Paramour

A Dame That Knows the Ropes

It may at first appear inauspicious that Cirque du Soleil has chosen the Lyric Theatre for its Broadway debut, Paramour, where not too long ago Spider-Man spent months filling 42nd Street with a veritable symphony of free-falling actors and their crunching bones.  But the audience will soon be both relieved and disappointed, as the Cirque in Cirque du Soleil is here shrunk to the size of a peanut.

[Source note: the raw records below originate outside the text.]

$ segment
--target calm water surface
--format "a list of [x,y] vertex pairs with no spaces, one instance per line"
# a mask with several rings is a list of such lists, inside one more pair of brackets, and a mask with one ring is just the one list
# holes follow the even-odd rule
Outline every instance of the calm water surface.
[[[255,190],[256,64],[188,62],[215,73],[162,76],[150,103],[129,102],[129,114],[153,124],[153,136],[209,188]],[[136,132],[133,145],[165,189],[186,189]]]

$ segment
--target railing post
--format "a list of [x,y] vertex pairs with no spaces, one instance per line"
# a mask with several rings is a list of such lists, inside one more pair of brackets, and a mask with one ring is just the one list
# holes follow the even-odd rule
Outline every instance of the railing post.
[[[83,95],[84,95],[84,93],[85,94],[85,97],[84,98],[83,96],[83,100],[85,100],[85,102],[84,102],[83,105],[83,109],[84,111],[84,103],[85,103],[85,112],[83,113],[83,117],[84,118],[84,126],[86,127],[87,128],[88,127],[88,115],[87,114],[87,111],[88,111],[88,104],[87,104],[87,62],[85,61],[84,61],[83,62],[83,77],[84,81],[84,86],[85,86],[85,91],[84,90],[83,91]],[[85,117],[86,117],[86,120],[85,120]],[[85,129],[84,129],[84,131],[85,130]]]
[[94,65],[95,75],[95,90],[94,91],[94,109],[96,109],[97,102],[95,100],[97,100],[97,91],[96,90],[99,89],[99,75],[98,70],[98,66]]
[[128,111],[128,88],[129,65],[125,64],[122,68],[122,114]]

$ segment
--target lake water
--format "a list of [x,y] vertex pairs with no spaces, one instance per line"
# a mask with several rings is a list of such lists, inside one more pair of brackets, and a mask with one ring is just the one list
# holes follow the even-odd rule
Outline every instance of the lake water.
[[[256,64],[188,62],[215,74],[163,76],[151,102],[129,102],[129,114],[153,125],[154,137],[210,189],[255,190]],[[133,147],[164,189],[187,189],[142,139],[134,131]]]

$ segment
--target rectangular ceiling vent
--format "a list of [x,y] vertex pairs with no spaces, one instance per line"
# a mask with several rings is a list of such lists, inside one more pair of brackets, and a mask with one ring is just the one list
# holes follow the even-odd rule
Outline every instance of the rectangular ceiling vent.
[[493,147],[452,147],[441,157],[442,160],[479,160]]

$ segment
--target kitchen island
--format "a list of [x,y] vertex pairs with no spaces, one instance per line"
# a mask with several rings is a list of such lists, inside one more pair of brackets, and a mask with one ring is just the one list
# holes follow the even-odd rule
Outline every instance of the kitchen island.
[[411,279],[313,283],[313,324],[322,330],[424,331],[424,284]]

For the most part eschewing the stunts for which the group has become legendary, Paramour is instead a rather pedestrian musical take on A Star Is Born: when big-time Hollywood director A.J. Golden (Jeremy Kushnier) needs a new leading lady, he finds exactly what he wants in lounge singer Indigo James (Ruby Lewis).  But the filmmaker soon turns tyrant when Indigo falls in love with her composer, Joey Green (Ryan Vona), threatening his total control over her life on and off the screen.

The plot evokes Hitchcock’s tumultuous relationships with his leading ladies.  Golden, however, is far more sinister, planning what appear to be kidnap and rape, though as narrator of Paramour he pitches the story to the audience as a simple one about a man who discovers he has a soul.  Still, the climax, which involves studio goons chasing Indigo and Joey around the set like the barrels let loose in Donkey Kong, certainly points to bodily coercion that is at odds with Golden’s “I guess I had a heart all along” routine.

Granted, Cirque du Soleil’s theatrics are not entirely missing from Paramour, and when the actors are replaced by acrobats, the effect is thrilling.  In particular, there is a an absolutely stunning sequence in which the twin brothers Andrew and Kevin Atherton appear to dance in the air, suspended only by a single harness and occasionally only by one another.  At another point, Golden’s rage leads to his forcing a series of ill-prepared stunts in a Western he is filming, but this use of dramatic tension to accentuate the acrobatics is too rare.  Instead, Paramour confuses the filler with the substance, and we are left wondering why the world’s most famous circus would undervalue its greatest asset.

Paramour runs through April 16th at the Lyric Theatre.  213 W. 42nd Street  New York, NY.  2 hours 15 minutes.  One intermission.